Southern Planting and Old Wives’ Lore

Submitted by Christi


March 2nd – only 18 more days until Spring!

I was going to start planting seeds inside last week and got really sidetracked. I’m going to give it another try today. Buying plants and setting them out and watching them grow is certainly gratifying but nothing compares to watching something beautiful grow from planting a seed. I admit, I tend to get impatient for those first shoots of green to sprout but once they do it is nothing less than miraculous.

The moon is waxing so that also is a good time to get this done. My Grandmother and Grandaddy always had a large kitchen garden. I remember so many times Grandmother looking at the sky and telling what the weather was going to do or whether or not it was a good time for planting. More often, than not, she was right. They call that “Old Wives’ Tales” or “Old Wives’ Lore.” I love finding books about weather lore or gardening lore. So much of what is contained has been found to have a scientific basis. So glad that scientists have found that they knew what they were talking about all along.

This is from one of my books Old Wives’ Lore for Gardeners by Maureen and Bridget Boland:


Consider the Moon

Every Old Wife will tell you to sow seed and to transplant only with a waxing, never a waning moon. The scientists have now caught up with this, discovering the effects of lunar rhythms on the earth’s magnetic field which in turn effect growth. They have established that all water everywhere, including that inside the tiniest living organism, moves in tides like the sea. The moon also effects the earth’s atmosphere so that statistically it is more likely to rain heavily (just as you would like immediately after planting) immediately after a full or a new moon. They say that a potato grown at constant levels of heat and light under laboratory conditionsl will still show a growth rythm that reflects the lunar pattern. The Old Wife, without laboratory conditions or statistical tables, learned from experience how bst to get her plants off to a good start.

Sow seed generously:

One for the rook, one for the crow,
One to die and one to grow.

P. S. Happy Birthday to my beautiful niece Taylor.
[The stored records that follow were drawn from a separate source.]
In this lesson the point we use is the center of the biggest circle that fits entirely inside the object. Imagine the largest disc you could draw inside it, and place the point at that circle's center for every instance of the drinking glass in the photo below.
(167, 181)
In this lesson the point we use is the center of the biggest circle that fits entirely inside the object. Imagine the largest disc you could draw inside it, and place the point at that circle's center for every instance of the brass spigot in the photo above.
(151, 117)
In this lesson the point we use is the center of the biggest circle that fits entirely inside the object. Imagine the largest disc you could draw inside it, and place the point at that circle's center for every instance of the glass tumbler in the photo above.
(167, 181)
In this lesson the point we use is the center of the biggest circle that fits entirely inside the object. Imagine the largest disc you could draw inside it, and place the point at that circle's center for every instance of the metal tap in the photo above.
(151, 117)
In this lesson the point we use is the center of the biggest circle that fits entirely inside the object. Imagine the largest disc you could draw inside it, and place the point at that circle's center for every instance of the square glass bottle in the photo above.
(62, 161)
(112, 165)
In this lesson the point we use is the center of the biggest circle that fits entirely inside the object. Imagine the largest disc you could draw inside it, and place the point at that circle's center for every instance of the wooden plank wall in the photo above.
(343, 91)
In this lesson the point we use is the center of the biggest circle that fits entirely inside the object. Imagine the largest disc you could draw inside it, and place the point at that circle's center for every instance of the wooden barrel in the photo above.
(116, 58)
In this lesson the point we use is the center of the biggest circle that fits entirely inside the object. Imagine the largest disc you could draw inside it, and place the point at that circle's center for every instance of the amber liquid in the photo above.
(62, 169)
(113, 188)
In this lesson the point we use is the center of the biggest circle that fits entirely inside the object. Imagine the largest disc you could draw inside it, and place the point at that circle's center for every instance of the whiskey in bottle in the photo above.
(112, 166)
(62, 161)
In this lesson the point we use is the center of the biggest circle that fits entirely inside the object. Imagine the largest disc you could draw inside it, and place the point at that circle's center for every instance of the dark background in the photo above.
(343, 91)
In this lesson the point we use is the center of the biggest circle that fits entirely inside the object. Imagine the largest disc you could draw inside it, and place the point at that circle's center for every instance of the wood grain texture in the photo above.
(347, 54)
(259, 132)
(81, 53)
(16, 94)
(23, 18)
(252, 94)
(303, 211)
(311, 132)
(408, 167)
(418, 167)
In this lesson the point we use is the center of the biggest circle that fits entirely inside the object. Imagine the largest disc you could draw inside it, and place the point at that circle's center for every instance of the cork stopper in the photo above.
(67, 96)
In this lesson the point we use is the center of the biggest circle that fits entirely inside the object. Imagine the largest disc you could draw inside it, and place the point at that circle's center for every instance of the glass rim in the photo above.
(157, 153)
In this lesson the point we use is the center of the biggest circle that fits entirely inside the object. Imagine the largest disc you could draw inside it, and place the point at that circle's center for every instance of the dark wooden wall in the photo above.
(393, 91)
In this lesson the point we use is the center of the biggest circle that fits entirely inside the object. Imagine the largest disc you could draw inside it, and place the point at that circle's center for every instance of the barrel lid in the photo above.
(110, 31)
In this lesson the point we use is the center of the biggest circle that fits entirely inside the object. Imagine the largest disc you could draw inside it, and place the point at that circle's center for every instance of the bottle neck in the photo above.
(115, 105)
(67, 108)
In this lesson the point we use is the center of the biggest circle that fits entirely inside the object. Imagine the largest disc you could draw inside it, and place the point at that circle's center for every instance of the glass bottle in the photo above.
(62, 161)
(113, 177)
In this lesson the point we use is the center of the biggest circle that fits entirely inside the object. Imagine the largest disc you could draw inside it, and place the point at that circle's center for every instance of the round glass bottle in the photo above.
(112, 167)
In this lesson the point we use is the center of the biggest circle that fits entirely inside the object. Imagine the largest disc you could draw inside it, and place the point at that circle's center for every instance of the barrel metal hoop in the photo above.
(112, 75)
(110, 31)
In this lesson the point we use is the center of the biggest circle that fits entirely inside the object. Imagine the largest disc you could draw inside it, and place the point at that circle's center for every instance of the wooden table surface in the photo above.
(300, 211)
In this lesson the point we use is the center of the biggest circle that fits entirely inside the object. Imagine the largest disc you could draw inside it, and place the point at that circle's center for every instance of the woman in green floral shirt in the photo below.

Today’s Lagniappe: Hot Chicken Salad
I need to meet with several people next week. Rather than going out for lunch as we usually would do, I’m having them over and making a batch of this hot chicken salad that I will divide up and freeze so I can pull it out and have it ready for “meeting days.” I’ll sprinkle on the cheese and chips just before baking.

1 c. mayonnaise (not salad dressing)
2 tsp. lemon juice
2 tsp. grated onion
1/2 tsp. salt
2 1/2 c. cooked, diced chicken
1 c. chopped celery
1 c. chopped pecans
1/2 c. grated sharp cheese
1 c. crushed potato chips

Blend mayonnaise with next 3 ingredients. Mix lightly with chicken, celery and nuts. Spoon into casserole. Sprinkle cheese, then chips on top. Bake at 400 degrees for 15 minutes or until piping hot.

Southern Garden

Submitted by Christi



The time to plant seeds indoors to get a jump on the season will be here before you know it. Many seeds should be planted 4-8 weeks before the last frost inside and then transplanted outside when danger of frost has passed. If you don’t know your last frost date, check your state’s extension service. You may have to search around a little bit, depending on your state.

I also like to plant according to moon phases. You can check the moon phases here or check planting dates with the Farmer’s Almanac here. My grandmother was good about telling the weather by looking at the sky or the trees or the sun. She grew up on a farm and they didn’t have the methods we have now. I learned that she was usually right and it gives me a sense of peace to watch nature to see what it is trying to tell us.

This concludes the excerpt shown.